Lorsqu'un vendeur d'un véhicule reste en défaut de délivrer les documents de bord, rendant de ce fait, l'immatriculation du véhicule impossible par l'acheteur, celui-ci a le droit de demander la résolution de la vente sur la base de l'article 1610 Co.Civ.

La perte des documents étant antérieure à la conclusion de la vente, le vendeur n'a pas pu faire valoir la force majeure.

L'affaire met en scène une voiture Citroën C25, sérieusement endommagée par le feu.
Sur place, l'expert déclare le véhicule en perte totale. Le propriétaire réussit à vendre l'épave par l'intermédiaire d'un bureau d'expertises pour la somme de 152.600 francs.

Au moment où l'acheteur veut prendre livraison de la voiture, le vendeur lui signale qu'il ne dispose plus des documents de bord : eux aussi ont péri par les flammes.

Le vendeur possède toutefois un formulaire établi par la gendarmerie, attestant de la dépossession involontaire. Ce papier doit permettre à l'acheteur d'obtenir des duplicata des documents de bord. L'acheteur ne l'entend pas de cette oreille et exige, avant tout paiement, soit les documents de bord originaux, soit une déclaration de la DIV certifiant que le véhicule pourra être immatriculé sans problèmes. Le vendeur n'est pas d'accord et soumet le litige au tribunal.
infos64L'acheteur estime pour sa part que le vendeur n'a pas respecté son obligation de délivrance dans la mesure où les documents de bord n'ont pu être fournis. Outre la résolution du contrat de vente, il exige des dommages et intérêts.

De son côté, le vendeur prétend avoir satisfait à son obligation de délivrance puisqu'il a communiqué l'attestation de la gendarmerie. Pour le vendeur, la perte des documents de bord est, sans conteste, un cas de force majeure. De plus, il considère que l'acheteur n'a nul besoin des documents de bord, du moment qu'il s'agit d'une épave et qu'une épave n'est pas destinée à être remise en circulation.

Épave coûteuse

Le raisonnement du vendeur est cependant rejeté par le juge.
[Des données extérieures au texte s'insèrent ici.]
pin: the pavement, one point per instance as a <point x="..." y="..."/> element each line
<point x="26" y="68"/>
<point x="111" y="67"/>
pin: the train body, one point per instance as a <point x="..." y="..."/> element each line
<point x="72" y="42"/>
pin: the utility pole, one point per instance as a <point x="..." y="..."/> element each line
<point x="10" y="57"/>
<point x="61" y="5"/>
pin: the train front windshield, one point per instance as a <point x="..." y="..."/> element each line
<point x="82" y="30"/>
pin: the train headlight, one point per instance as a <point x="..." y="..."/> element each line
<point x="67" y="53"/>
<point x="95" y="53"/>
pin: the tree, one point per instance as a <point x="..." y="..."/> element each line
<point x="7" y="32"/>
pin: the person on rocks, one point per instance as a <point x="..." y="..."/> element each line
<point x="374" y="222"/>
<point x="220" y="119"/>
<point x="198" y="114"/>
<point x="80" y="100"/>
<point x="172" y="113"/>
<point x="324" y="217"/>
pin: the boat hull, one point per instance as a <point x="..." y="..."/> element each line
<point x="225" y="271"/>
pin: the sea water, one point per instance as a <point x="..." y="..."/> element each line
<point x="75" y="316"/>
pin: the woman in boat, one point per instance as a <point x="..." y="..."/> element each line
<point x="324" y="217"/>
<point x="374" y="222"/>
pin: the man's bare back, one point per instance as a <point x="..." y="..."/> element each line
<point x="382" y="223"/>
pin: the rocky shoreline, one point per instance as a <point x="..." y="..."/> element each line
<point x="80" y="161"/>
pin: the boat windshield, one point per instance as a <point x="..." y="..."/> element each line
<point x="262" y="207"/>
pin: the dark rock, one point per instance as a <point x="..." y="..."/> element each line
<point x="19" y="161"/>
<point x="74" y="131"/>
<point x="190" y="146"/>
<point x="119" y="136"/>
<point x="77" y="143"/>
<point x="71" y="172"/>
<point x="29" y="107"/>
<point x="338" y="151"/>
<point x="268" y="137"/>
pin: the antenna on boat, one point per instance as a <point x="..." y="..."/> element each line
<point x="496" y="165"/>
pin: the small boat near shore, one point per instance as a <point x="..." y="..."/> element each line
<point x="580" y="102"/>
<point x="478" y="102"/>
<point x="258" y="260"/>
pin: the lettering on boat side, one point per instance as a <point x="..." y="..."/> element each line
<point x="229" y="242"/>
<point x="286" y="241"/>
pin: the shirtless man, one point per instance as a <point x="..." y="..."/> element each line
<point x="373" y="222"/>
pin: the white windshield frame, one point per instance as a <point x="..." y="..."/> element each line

La circonstance que l'expert ait déclaré le véhicule en perte totale ne signifie pas qu'une réparation est impossible.

Le déclassement implique simplement que les frais de remise en état excédaient la valeur du véhicule au moment du sinistre. De plus, payer 152.600 francs pour une voiture promise à la démolition n'est guère acceptable.

À entendre le juge, l'acheteur avait bel et bien l'intention de remettre le véhicule en circulation. Par ailleurs, l'attestation de la gendarmerie indiquait un numéro de châssis appartenant, selon la DIV, à une voiture Citroën CT, immatriculée depuis 1994 au nom d'une société.

Par conséquent, le certificat de la gendarmerie ne pouvait servir à l'obtention des duplicata des documents de bord.infos64
Le motif qui rend impossible l'exécution d'un contrat doit se manifester postérieurement à sa conclusion. Si ce motif est antérieur ou coïncide avec la conclusion du contrat, il ne peut être question d'une inexécution par force majeure.
En l'espèce, les documents de bord périrent avant la conclusion du contrat de vente, de sorte que le vendeur ne peut pas invoquer la force majeure.
L'obligation de délivrer la chose oblige également le vendeur à délivrer tous les accessoires, à savoir tout élément matériel ou juridique qui en fait indissolublement partie.

Il est donc indispensable que les documents de bord, nécessaires à l'immatriculation en règle du véhicule, soient remis à l'acheteur. Dans l'éventualité où l'acheteur n'obtient pas ces documents, et qu'il lui est par conséquent impossible d'immatriculer la voiture, voire même de l'utiliser, l'acheteur est en droit de réclamer la résolution de la vente en application de l'article 16 10 C. civ.
Finalement, le juge accueille la demande d'annulation de la vente, mais n'alloue pas de dommages et intérêts complémentaires.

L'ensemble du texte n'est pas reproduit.